The usual list of supposed failures. Tell you what, try listing Sony's successes as well, it might enlighten you. You have to wonder though why people think that a list of failures is all that important. Do we honestly expect 100% or new products and standards to be a success? If not, then we have to expect some failures, and if you are a high profile company considered a leader in the consumer electronics space, you are going to have some pretty good failures over the years. I guess that in a few years time every time Toshiba launches something new the name HD-DVD will be banded about as some kind of talisman of failure that will some how doom whatever idea they have to failure. What stupidity.

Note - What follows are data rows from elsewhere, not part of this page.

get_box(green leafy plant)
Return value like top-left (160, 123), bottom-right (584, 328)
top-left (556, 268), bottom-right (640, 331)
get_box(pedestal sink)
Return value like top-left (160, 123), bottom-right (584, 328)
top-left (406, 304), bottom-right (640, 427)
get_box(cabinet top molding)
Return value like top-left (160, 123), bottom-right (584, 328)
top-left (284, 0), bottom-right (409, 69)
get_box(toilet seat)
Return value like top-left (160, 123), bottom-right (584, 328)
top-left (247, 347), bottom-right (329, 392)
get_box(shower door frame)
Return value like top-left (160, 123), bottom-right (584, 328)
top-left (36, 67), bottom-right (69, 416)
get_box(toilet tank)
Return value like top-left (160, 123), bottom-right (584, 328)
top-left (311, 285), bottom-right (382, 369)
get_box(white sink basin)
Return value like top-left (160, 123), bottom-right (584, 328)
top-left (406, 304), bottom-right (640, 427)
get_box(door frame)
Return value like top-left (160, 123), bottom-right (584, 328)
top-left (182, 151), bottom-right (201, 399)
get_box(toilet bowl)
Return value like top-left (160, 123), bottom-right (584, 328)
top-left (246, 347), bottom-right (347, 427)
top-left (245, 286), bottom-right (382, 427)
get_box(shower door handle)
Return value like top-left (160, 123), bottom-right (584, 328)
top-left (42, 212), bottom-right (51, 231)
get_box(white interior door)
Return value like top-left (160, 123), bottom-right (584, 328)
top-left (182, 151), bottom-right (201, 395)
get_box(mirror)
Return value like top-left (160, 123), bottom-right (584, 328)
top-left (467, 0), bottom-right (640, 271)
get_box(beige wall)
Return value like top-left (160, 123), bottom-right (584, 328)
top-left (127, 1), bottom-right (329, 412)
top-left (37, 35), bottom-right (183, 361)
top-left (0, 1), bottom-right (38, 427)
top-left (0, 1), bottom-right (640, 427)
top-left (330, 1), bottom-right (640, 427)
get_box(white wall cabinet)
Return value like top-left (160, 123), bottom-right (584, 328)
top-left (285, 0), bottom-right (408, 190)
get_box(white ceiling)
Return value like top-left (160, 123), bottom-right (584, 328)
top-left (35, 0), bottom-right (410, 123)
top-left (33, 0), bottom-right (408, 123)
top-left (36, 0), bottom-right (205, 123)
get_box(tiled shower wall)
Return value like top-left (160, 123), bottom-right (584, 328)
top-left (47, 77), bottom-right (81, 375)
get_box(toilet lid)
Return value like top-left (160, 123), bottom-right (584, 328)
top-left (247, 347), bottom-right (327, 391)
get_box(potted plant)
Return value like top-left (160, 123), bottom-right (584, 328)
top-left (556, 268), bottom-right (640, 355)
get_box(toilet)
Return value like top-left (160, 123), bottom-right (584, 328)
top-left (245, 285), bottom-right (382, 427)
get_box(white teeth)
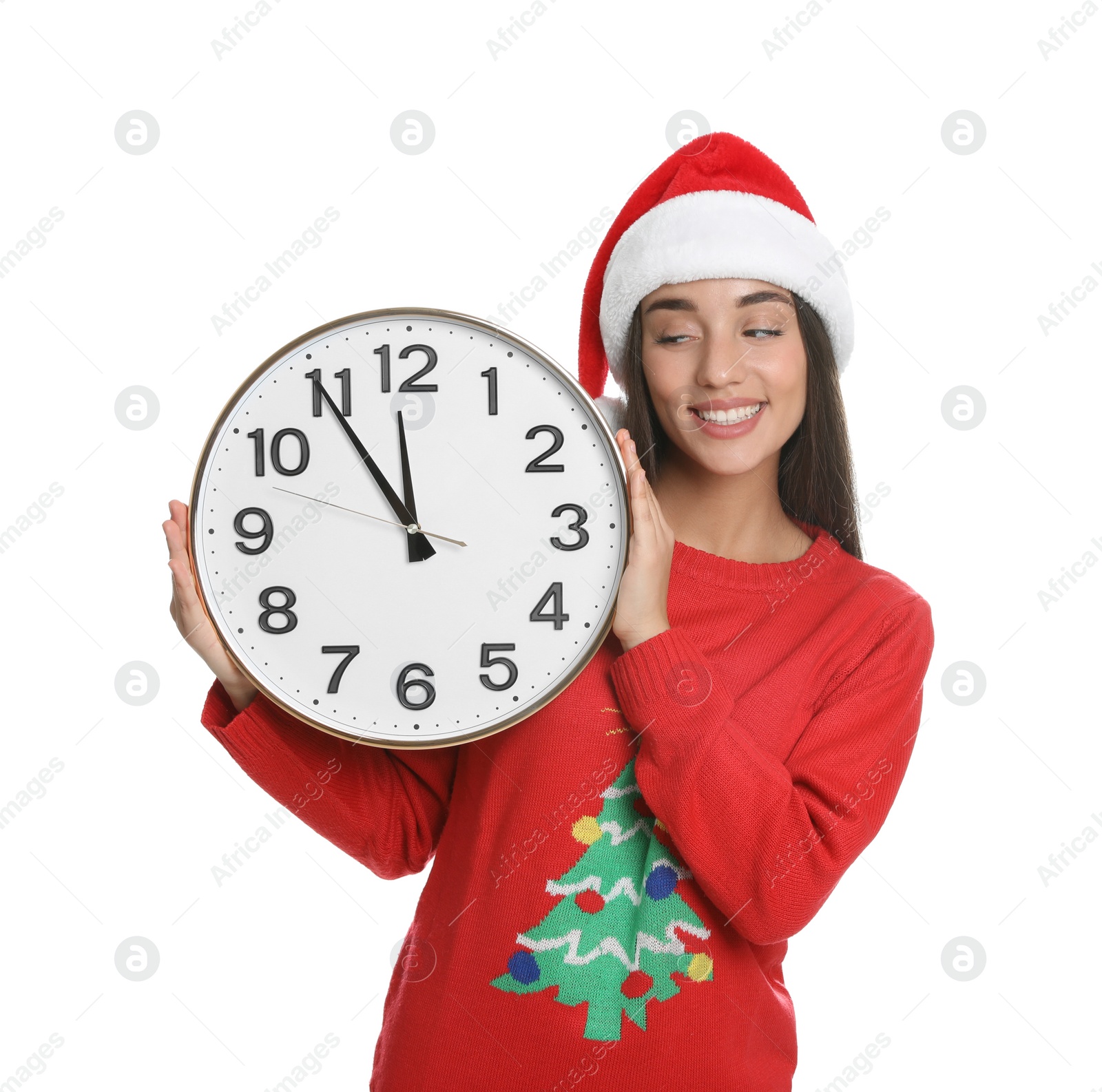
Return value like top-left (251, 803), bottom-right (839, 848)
top-left (694, 402), bottom-right (765, 424)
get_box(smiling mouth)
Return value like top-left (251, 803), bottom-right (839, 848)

Mini-disc was a good idea, UMD was a development of it, and despite limited use, hasn't been a bad thing on balance. When the PSP launched with it, there were two alternate technologies capable of putting nearly 2GB into a hand held. Flash and DVD. DVDs are too big for a device the size of the PSP, and Flash was not (at the time) anything like mature enough - or cheap enough - to be viable. UMD was a logical move considering that the design was probably a couple of years old at launch (based on how long it takes to develope a consumer device such as the PSP).
Memory-sticks. Um, yeah, a real failure....not. There are three 'standards' for flash you can buy right now. USB, SD and Memory Stick. None of the others really matter much any more, they either have too low a capacity or have simple been overtaken. They're widely available, and relatively inexpensive, though clearly the 'commodity' nature of SD and USB devices results in them having a lower cost.
As someone else mentioned Sony is doing better on standards. So, let's wait and see whether Sony comes with products that have some 'standard' features as well asn their own proprietary ones. The thing about the proprietary ones is that they offer a premium benefit to people who invest in Sony only components. Including both industry standards and proprietary ones leave an option for people who want to buy matching components to get enhanced performance. Kind of like way back when home audio seperates from one brand would work better with each other than with third party components. But, rant on fanbois, rant on.